Die Anerkennung der bildenden Künste als eines für die Gesamtkultur wichtigen Elements von römischer Seite zeigt bereits ein Hauptwerk Varros. In seiner, die neun Hauptwissenschaften und Künste behandelnden Enzyklopädie hatte er zwar nur der Architektur einen Platz eingeräumt, doch in seiner Sammlung von 700 Porträts berühmter Männer mit Unterschriften neben Königen, Feldherren, Staatsmännern, Dichtern, Schriftstellern, Gelehrten, Baumeistern auch Maler und Bildhauer aufgenommen: und wie Varros Werke überhaupt, so hat namentlich auch dies auf die allgemeine Bildung seiner eigenen sowie der späteren Zeit großen Einfluß geübt. Auch Lukrez rechnet Malerei und Plastik neben der Poesie zu den Erwerbungen einer fortgeschrittenen Kultur, die dem Leben Reiz verleihen. Die eingehende Berücksichtigung der Kunst- und Künstlergeschichte in der über ein Jahrhundert später verfaßten Weltbeschreibung des Plinius läßt eine Zunahme des Interesses für jene Gebiete in der gebildeten römischen Welt um so mehr voraussetzen, als Plinius selbst der Kunst ganz fern stand.
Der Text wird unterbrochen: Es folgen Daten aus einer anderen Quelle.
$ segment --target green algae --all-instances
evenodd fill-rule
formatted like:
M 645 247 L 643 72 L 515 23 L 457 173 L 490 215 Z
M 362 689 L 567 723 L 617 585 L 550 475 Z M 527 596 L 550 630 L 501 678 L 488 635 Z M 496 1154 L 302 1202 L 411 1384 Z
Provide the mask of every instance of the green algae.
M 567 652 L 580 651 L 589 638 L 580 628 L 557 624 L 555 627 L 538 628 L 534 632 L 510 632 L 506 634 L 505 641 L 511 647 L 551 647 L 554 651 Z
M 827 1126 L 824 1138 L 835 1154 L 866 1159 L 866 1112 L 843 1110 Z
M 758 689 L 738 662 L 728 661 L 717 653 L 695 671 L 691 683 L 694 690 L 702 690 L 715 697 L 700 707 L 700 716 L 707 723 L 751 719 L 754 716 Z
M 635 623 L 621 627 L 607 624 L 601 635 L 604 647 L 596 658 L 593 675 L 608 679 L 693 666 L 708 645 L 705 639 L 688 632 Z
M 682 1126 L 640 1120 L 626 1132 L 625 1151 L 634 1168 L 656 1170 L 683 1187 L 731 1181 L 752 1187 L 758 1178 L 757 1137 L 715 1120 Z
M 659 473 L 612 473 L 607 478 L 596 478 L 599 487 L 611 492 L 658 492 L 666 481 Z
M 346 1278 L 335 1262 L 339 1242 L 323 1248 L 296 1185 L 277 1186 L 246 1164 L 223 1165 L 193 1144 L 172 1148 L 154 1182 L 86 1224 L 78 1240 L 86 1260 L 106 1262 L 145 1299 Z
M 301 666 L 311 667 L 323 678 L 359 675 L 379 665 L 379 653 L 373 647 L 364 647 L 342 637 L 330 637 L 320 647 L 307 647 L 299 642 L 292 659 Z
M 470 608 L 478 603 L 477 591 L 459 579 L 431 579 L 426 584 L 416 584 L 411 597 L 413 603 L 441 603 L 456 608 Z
Inwiefern Varros' Forderung, daß die Mädchen Unterricht in der Malerei erhalten sollten, verwirklicht worden ist, wissen wir nicht: doch mögen unter den auf Bildern öfters vorkommenden Malerinnen auch Dilettantinnen sein. Das Beispiel des Ämilius Paullus, der seinen Söhnen auch griechische Maler und Bildhauer zu Lehrern gab, dürfte in den Kreisen, in denen man sich besonders um griechische Bildung bemühte, auch in der Kaiserzeit nicht selten befolgt worden sein. Nero hatte sich schon in seinen Knabenjahren viel mit Pinsel und Modellierstab beschäftigt. Ebenso war Hadrian eifrig bemüht gewesen, sich in beiden Künsten auszubilden, in der Malerei dilettierte er noch als Kaiser. Marc Aurel hatte zum Lehrer in derselben Kunst den Griechen Diognetus, der zugleich Philosoph gewesen zu sein scheint und auf seine Erziehung auch sonst Einfluß übte. Der ganz griechisch gebildete Alexander Severus »malte vortrefflich«; auch Elagabal übte diese Kunst, und noch Valentinian I. dilettierte in der Malerei wie in der Plastik. Wenn auch das Beispiel der beiden in Syrien aufgewachsenen Kaiser für römische Erziehung nichts beweist, so bleiben die übrigen noch zahlreich genug, um annehmen zu lassen, daß Unterricht der Jugend in den bildenden Künsten sowie ein dadurch veranlaßter Dilettantismus im späteren Leben in den höheren Ständen Roms zu allen Zeiten nicht allzu selten war. Ebenso ist klar, daß dieser Dilettantismus keineswegs an sich unzulässig gefunden wurde. Wenn dem Titedius Labeo, der Prokonsul von Narbonensis gewesen war, das Prahlen mit der Kunst, die er in kleinen Bilderchen zeigte, »zum Gespött, selbst zur Schmach gereichte«, so war es hier eben nicht der Dilettantismus selbst, sondern die damit getriebene Ostentation, die den Anstoß gab. Vergleicht man aber mit diesen immer doch vereinzelten Zeugnissen des Dilettantismus der Römer in den bildenden Künsten die sehr zahlreichen für ihren Dilettantismus in der Musik, so gewinnt man den Eindruck, daß die Verbreitung des ersteren der des letzteren auch nicht annähernd gleichgekommen sein kann.
Daß die Römer auf ihren Vergnügungs- und Bildungsreisen, namentlich in Griechenland und Kleinasien, auch die dortigen Kunstwerke in Augenschein zu nehmen nicht versäumten, ist selbstverständlich; besonders solche mußte man natürlich gesehen haben, die viel genannt und jedem einigermaßen Belesenen dem Namen nach bekannt waren, um ihretwillen wurden Reisen auch eigens unternommen. Doch daß dieses Kunstinteresse mehr ein äußerliches und oberflächliches war und das historische Interesse weitaus überwog, haben wir früher gesehen.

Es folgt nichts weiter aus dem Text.